I'm a regular contributor to the German PHP Magazin, but I also did some articles for php|a. I attended several PHP conferences (as a speaker, including PHPCon (New York, SF), PHP Conference, Linuxtag and I will be doing a PEAR talk at the O'Reilly Open Source Con in July.
In my everyday work I do a lot of stuff for Europe's largest webhoster (www.1und1.de, www.1and1.com), so I'm used to working with new technologies and large-scale web-sites. Currently I'm also working on an extension that I'd like to see included in pecl.
I'm especially interested in XML (I maintain 8 XML_* packages) and the PEAR manual, I set up a testing enviroment at http://pear.php-tools.net/peardoc/ I read my mails within one hour during worktime and I'll answer PEAR related stuff within 24 hours.
I'm subscribed to pear-dev, pear-doc, pear-qa as well as PHP internals. I try to take part in as many discussions as possible. My previous QA-actions have been some patches and advices to developers (mostly XML related) and I adopted two orphaned packages (Tomas' XML_Parser and XML_DTD).

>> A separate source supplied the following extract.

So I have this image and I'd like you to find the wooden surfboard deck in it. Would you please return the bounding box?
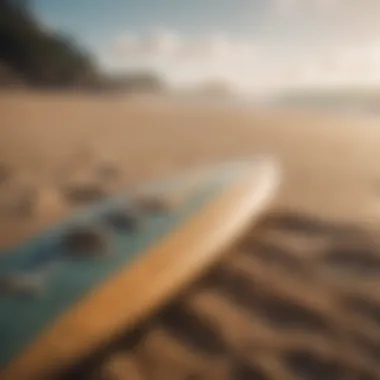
[0,158,280,379]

I think the QA team should help developers create unit tests as well as set up a automatic testing environment, which is able to run unit-tests for new releases as well as current CVS versions. I developed a small script for http://snaps.php-tools.net/ which creates PEAR packages for some of my non-PEAR projects from CVS. This allows users to test versions before they are released and as every snapshot has a unique version number, bug reports can be accurate. I guess, this could be useful for PEAR as well.